Together they do all sorts of odd jobs to get paid. He doesn’t pay either of them, of course.
He’s also childhood friends with a bunch of terrorists and loves to pick his nose, gamble, drink strawberry milkshakes and make R-rated jokes.
Occasionally, he protects the city from, you know, stuff, and also makes fun of every other anime to exist.
That only scratches the surface of Gintama’s magnanimity, but let’s move on to why such an anime finds it difficult to hook in viewers.
You know those extensive anime filler lists that are meant to protect you from wasting your time by bingeing 50 episodes that in the end contribute nothing to the plot?
Well, the way Gintama is designed – a slice of life at heart – the anime doesn’t really have fillers at all. Except… the first two episodes!
That’s right. It doesn’t really help when your debut episodes do basically nothing, right?
I mean, think of every big anime where the protagonist’s mother gets eaten by a naked titan or his girlfriend gets murdered or some ultra-powerful spirit takes possession of you within the first episode.
Now look at Gintama that spends – not just the first two – but many more episodes to only just introduce characters (who will be the reason why you’ll roll on the floor dying much later in the show).
Viewers will understandably feel underwhelmed and wrongly mistake those episodes as representative of future episodes.
Why did it begin like that?
I believe part of the reason why the creators did this was because of the scale and diversity of things that Gintama is and could become.

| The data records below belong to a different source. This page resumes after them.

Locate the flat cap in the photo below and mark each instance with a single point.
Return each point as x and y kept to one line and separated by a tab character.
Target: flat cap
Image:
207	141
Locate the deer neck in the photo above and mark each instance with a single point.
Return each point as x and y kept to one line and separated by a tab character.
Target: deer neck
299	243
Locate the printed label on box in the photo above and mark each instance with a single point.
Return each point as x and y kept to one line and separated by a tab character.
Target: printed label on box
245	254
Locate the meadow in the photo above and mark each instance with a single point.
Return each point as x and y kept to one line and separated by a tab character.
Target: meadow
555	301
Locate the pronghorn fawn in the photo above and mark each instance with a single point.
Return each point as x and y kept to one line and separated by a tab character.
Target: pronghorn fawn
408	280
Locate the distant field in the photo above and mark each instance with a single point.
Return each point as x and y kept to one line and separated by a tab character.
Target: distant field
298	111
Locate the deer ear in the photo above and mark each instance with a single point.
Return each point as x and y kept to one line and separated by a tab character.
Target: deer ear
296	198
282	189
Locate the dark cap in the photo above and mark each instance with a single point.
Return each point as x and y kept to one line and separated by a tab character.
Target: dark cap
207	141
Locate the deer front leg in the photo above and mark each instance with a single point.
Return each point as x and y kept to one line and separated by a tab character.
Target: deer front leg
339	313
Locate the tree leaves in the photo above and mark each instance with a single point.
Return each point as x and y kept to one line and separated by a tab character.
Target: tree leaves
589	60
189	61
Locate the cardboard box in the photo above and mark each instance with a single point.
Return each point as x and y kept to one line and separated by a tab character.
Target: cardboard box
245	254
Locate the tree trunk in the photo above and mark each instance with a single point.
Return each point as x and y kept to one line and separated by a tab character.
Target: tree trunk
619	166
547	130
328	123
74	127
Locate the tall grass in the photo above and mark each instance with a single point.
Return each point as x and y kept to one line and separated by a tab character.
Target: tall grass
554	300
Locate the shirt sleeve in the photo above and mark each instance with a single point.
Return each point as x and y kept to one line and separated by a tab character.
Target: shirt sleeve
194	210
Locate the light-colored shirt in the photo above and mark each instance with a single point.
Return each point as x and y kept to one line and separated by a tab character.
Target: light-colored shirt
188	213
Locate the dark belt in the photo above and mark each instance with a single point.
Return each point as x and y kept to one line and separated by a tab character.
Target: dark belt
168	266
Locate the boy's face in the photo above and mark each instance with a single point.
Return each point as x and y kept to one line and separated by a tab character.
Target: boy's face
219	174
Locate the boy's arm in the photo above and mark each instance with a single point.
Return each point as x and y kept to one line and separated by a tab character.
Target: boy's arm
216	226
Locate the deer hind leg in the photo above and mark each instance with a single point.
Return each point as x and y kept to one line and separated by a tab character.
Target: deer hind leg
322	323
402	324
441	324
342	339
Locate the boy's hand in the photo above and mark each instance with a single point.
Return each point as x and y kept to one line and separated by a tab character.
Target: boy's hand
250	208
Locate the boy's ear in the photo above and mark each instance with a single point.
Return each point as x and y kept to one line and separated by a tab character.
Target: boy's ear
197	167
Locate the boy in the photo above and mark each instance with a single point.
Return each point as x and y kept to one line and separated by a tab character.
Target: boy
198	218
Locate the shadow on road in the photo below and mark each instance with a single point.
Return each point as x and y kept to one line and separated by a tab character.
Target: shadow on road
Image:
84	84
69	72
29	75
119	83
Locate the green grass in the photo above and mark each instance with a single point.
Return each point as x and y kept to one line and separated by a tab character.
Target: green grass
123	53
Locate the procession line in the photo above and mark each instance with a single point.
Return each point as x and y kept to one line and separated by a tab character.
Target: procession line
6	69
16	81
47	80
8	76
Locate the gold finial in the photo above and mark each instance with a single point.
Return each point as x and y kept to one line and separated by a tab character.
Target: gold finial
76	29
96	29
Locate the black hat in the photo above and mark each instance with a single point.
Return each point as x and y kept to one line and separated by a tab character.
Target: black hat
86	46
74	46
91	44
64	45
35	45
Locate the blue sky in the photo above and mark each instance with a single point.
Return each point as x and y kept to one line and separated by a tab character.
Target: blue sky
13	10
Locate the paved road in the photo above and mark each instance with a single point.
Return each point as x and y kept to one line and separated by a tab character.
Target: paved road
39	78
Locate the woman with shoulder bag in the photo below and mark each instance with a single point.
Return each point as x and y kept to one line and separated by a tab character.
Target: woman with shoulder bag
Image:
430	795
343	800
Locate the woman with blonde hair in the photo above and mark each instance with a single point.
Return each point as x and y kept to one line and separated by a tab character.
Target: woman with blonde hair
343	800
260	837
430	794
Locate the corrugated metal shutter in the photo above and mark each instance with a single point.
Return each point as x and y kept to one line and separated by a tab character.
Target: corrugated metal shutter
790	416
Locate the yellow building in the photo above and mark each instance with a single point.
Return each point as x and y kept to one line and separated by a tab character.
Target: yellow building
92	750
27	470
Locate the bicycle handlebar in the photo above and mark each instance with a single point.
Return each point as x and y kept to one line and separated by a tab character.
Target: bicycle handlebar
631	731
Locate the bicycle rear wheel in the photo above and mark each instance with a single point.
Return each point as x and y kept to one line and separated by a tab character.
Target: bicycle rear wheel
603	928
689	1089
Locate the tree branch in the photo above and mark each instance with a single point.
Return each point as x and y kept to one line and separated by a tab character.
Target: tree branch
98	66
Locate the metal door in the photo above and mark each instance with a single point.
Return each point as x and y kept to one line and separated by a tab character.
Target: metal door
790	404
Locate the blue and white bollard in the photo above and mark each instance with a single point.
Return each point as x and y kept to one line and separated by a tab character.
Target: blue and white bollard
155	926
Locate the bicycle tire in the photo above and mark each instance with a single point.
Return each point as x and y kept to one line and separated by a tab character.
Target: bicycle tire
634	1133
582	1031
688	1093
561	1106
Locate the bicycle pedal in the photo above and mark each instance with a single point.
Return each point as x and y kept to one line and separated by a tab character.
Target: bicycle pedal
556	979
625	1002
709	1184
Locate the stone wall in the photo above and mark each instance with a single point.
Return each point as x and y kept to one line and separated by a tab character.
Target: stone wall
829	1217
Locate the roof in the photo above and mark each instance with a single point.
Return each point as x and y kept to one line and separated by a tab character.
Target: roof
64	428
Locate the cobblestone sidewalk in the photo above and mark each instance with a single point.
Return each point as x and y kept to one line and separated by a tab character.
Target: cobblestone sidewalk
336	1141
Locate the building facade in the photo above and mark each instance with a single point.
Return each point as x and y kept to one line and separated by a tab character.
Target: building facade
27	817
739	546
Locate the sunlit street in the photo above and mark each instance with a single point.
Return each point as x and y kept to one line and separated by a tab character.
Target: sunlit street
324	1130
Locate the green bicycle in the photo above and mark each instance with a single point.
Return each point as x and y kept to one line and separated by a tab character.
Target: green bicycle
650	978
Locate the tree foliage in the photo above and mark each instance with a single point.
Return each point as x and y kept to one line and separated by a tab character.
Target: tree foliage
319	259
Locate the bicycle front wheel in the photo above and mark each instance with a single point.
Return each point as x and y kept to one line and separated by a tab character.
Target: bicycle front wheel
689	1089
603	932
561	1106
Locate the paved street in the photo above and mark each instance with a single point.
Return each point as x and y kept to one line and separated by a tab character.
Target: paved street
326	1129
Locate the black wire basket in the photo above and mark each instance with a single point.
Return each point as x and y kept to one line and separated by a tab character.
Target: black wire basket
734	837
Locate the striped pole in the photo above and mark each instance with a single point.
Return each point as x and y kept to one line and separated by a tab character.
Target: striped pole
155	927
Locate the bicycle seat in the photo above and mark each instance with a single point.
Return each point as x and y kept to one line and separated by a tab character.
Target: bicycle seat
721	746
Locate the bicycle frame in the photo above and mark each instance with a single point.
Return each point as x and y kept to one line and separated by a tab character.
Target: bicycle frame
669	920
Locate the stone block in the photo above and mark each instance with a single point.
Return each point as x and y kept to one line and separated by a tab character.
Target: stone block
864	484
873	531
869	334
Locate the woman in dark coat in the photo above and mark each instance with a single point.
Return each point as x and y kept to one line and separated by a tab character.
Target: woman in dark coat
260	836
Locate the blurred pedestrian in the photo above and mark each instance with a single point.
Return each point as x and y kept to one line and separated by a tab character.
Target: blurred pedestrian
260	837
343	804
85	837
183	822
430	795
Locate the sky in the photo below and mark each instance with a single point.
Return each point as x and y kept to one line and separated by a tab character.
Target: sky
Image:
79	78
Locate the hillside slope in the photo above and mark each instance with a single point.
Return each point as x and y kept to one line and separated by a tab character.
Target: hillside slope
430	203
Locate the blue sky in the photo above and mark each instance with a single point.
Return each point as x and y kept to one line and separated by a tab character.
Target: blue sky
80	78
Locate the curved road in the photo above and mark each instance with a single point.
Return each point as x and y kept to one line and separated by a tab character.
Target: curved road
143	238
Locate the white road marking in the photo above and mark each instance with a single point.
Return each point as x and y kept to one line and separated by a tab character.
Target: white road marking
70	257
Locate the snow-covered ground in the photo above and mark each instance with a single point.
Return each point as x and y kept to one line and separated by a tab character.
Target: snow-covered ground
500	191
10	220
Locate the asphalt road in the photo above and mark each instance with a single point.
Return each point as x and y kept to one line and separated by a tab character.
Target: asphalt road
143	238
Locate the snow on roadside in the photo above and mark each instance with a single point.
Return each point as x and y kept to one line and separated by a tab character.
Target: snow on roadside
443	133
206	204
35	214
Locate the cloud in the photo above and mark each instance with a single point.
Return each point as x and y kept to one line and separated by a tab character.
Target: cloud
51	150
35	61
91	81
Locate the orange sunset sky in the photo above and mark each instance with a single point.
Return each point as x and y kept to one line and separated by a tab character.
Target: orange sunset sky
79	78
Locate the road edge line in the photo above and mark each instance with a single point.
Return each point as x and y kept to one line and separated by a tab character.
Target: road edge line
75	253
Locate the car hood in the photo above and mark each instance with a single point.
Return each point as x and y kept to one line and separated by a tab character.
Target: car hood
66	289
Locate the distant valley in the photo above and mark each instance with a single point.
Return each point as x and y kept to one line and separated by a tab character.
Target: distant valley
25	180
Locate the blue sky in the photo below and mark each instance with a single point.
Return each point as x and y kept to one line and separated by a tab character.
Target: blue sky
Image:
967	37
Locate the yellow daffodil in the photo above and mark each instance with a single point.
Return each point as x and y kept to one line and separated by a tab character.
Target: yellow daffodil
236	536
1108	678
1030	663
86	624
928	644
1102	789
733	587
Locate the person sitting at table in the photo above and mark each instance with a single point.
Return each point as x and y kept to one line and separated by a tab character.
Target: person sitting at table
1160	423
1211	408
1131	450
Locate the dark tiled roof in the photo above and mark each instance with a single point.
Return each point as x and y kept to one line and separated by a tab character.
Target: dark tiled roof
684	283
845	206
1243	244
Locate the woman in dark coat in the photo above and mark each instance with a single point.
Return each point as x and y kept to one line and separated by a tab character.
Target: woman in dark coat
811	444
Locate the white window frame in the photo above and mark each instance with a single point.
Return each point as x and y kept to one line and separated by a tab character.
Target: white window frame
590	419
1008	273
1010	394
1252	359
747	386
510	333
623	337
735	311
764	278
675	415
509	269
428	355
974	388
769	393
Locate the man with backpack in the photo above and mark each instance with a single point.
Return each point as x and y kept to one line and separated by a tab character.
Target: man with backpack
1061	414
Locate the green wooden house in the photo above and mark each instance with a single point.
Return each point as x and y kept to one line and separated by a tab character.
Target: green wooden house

When I look back at the show now, I can’t think of any other way to introduce the bizarre world of Gintama.
Parodies and References
Gintama is loaded with references to various anime and pop culture figures, some of them very obscure or accessible to only hardcore weebs and those who prefer old shows.
The anime also plays with various Japanese sayings.
The jokes might initially fly over the viewer’s heads if they aren’t acclimatised to these things, making the experience much less enjoyable.
This is also why I never suggest Gintama to someone who’s looking to get into anime.
The parodies are only enjoyable when you’ve a background in anime.
Benizakura Arc (Episode 58-62)
The serious arcs in Gintama are placed sporadically, which differentiates it from other shounen which usually has a build-up of 20-50 episodes before the bad guy gets killed. Gintama arcs never last that long.
Benizakura arc is the first serious arc in Gintama. Many fans say that they became fans of the show at this point.
This is probably because of how it shifted from a comedy devil-may-care storyline to having actual lives at stake.
If you’re watching Gintama only for the action arcs, then this is where the show will get good for you!
It really depends on what you want from the anime. Gintama can get good within 20 episodes or it may take a 100.
It could be a random episode like 67, or you might fall in love with it from the beginning.
Gintama is too many things at once to say for sure, but as the maxim goes – if you stick around, you’ll find out.